Covid CCC OCC

CCC Chancellor Eloy Ortiz Oakley said COVID-19 will impact the California Community College system, including OCC, for years to come. 

California Community Colleges Chancellor Eloy Ortiz Oakley said on Thursday that CCC schools will "more than likely" continue online for the spring 2021 semester. 

During a teleconference, Ortiz Oakley said within “the next few weeks,” most of the community college districts, if not all, will be announcing the continuation of online classes in the spring barring any changes to COVID-19.   
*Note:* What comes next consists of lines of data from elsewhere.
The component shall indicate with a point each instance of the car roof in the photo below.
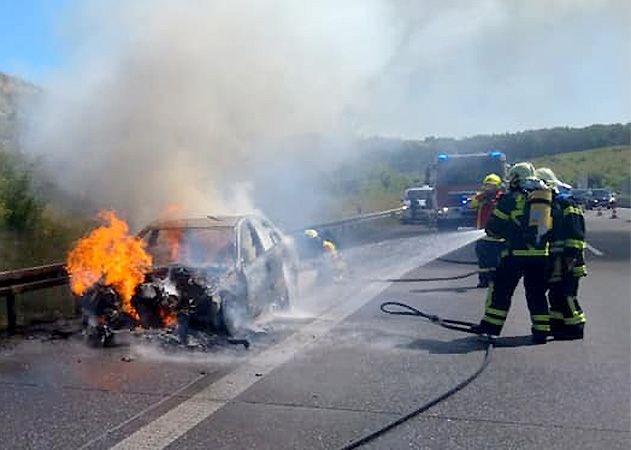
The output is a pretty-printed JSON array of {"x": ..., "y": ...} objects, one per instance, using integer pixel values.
[{"x": 198, "y": 222}]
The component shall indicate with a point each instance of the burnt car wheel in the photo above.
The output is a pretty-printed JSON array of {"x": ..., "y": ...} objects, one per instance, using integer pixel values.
[{"x": 99, "y": 336}]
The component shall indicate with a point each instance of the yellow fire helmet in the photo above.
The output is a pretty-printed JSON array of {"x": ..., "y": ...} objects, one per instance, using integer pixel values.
[
  {"x": 492, "y": 179},
  {"x": 521, "y": 172}
]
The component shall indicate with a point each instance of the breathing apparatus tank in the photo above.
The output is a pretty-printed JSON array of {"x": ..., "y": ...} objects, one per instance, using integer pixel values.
[{"x": 540, "y": 217}]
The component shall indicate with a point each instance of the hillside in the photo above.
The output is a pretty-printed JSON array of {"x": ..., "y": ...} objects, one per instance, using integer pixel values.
[{"x": 607, "y": 167}]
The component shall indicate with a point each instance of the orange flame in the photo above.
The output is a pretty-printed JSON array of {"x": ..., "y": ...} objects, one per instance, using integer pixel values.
[{"x": 109, "y": 254}]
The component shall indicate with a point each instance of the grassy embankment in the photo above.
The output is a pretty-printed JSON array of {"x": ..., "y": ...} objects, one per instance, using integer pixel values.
[
  {"x": 32, "y": 232},
  {"x": 601, "y": 167}
]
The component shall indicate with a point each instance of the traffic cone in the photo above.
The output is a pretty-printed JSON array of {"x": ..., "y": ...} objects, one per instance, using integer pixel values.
[{"x": 614, "y": 213}]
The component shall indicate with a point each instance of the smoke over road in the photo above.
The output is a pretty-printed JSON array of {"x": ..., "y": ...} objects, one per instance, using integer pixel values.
[{"x": 232, "y": 106}]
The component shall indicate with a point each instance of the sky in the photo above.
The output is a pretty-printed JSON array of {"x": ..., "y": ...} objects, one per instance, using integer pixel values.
[
  {"x": 441, "y": 68},
  {"x": 30, "y": 42}
]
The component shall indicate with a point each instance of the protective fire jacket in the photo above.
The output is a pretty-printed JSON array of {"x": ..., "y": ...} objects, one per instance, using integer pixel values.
[
  {"x": 568, "y": 232},
  {"x": 484, "y": 202},
  {"x": 510, "y": 221}
]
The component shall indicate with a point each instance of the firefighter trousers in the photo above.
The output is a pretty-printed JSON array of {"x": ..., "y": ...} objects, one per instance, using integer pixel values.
[
  {"x": 566, "y": 315},
  {"x": 488, "y": 253},
  {"x": 511, "y": 269}
]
“That is what I’ve asked our colleges to seriously plan for and consider. We want to give students and families as much certainty as possible if, for whatever reason, there are changes with the pandemic and it is possible to bring back students in the spring,” Ortiz Oakley said.

Many universities have already announced plans to continue for online classes in the spring, including the California State University System.

He said that in the last University of California Board of Regents Meeting, held in September, it was reported by the Vice President of the Health Centers that we should expect to see impacts from COVID-19 through 2024. 

“While I do not think we will be shut down the way we are until 2024, I think that it is a reality [that] by the time we have a vaccine distributed and have enough immunity in communities to really stem the infection rate, it will be several years,” he said. 

Ortiz Oakley said colleges should be planning for social distancing, online classes and other COVID-19 prevention measures for “an extended period of time.” He said that the health and well-being of students and faculty is a priority.

“If a student has some underlying health condition, or they don’t feel comfortable coming to the classroom, we want to give them the opportunity to take classes from at home and for faculty as well,” Ortiz Oakley said.

Moving forward, Ortiz Oakley has a realistic mindset regarding the pandemic.

“The contingency plan in my mind is a plan of a reality,” he said. “Embrace the situation that we are in, find ways to leverage technology, support our faculty through professional development, and put the health and safety of our students front and center.”